Alexandre de Moraes autoriza consulta odontológica para Bolsonaro sob sigilo e com escolta policial
O ministro Alexandre de Moraes, do Supremo Tribunal Federal (STF), tomou uma decisão importante nesta segunda-feira, 17 de junho, autorizando a ida do ex-presidente Jair Bolsonaro a um dentista. Contudo, a liberação vem com uma condição crucial: a data e o horário do atendimento devem ser mantidos em **sigilo absoluto**.
A medida visa garantir a segurança do ex-presidente, que está em regime domiciliar. A defesa de Bolsonaro havia solicitado que a consulta ocorresse em um consultório específico em Brasília, pertencente à esposa de Flávio Bolsonaro. No entanto, a determinação de Moraes aponta para o Centro Médico da Polícia Militar do Distrito Federal.
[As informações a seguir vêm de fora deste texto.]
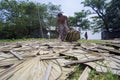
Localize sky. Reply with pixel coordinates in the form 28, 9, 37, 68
29, 0, 101, 39
30, 0, 84, 16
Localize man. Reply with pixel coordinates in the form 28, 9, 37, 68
57, 13, 69, 41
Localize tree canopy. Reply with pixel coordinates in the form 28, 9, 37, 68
0, 0, 61, 39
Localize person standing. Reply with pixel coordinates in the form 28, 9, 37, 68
57, 13, 69, 41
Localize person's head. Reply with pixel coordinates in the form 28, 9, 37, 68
57, 13, 63, 17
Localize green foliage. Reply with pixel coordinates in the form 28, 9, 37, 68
68, 10, 90, 30
82, 0, 110, 32
0, 0, 60, 39
106, 0, 120, 31
82, 0, 120, 32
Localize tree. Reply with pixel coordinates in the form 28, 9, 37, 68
106, 0, 120, 31
69, 10, 90, 30
82, 0, 109, 31
0, 0, 60, 39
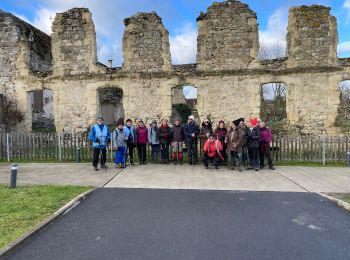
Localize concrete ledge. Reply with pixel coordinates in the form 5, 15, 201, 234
0, 188, 99, 259
317, 193, 350, 211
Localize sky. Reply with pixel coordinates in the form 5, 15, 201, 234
0, 0, 350, 66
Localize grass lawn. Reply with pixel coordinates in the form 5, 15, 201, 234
0, 185, 91, 248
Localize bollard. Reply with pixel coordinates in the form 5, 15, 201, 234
10, 164, 17, 189
77, 147, 80, 163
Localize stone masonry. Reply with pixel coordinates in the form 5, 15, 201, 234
0, 0, 350, 133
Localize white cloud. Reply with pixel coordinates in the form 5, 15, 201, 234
169, 23, 197, 64
338, 41, 350, 57
259, 9, 288, 58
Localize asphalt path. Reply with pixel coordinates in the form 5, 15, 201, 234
6, 188, 350, 260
Essa autorização para a ida ao dentista, sob condições rigorosas de sigilo, reflete as preocupações com a segurança e o estado de saúde de Jair Bolsonaro. A decisão detalha como a consulta será agendada e executada, com a participação direta de oficiais da Polícia Militar do DF. Conforme informado pelo STF, o descumprimento da ordem de sigilo pode levar ao cancelamento do atendimento.
Condições Específicas para o Atendimento Odontológico
O despacho de Alexandre de Moraes estabelece que a consulta odontológica poderá ser realizada no Centro Médico da Polícia Militar do Distrito Federal. Essa opção foi escolhida por razões de segurança, e o atendimento deverá contar com **escolta policial** para garantir a integridade do ex-presidente. A decisão foi tomada após a defesa de Bolsonaro ter solicitado que o procedimento ocorresse em um consultório privado.
Agendamento e Controle da Informação
Para assegurar o sigilo, a definição da data e do horário do atendimento odontológico ficará a cargo de um acordo entre o Tenente-Coronel Allenson Nascimento Lopes, Subdiretor do Núcleo de Custódia da PM do DF, e a defesa de Jair Bolsonaro. O ministro Alexandre de Moraes foi categórico ao ressaltar que qualquer **vazamento de informação** sobre o agendamento poderá resultar no cancelamento da consulta, reforçando a seriedade da determinação.
Jair Bolsonaro em Regime Domiciliar por Razões Humanitárias
Atualmente, Jair Bolsonaro cumpre pena em regime domiciliar, uma decisão baseada em **razões humanitárias**. O ministro Alexandre de Moraes considerou a idade avançada do ex-presidente e seu quadro de saúde ao proferir a decisão sobre a consulta odontológica. Bolsonaro foi condenado a 27 anos de prisão por crimes como golpe de Estado, e a concessão de medidas como esta leva em conta sua condição pessoal.
Segurança e Saúde como Prioridade na Decisão Judicial
A autorização para a ida ao dentista, mesmo sob regime domiciliar, demonstra a atenção do STF às necessidades de saúde do ex-presidente. A exigência de sigilo e a indicação do local com escolta policial sublinham a complexidade logística e de segurança envolvida em tais procedimentos. A decisão reforça o compromisso do judiciário em equilibrar as determinações legais com o bem-estar do indivíduo, sempre zelando pela ordem pública e pela execução das penas.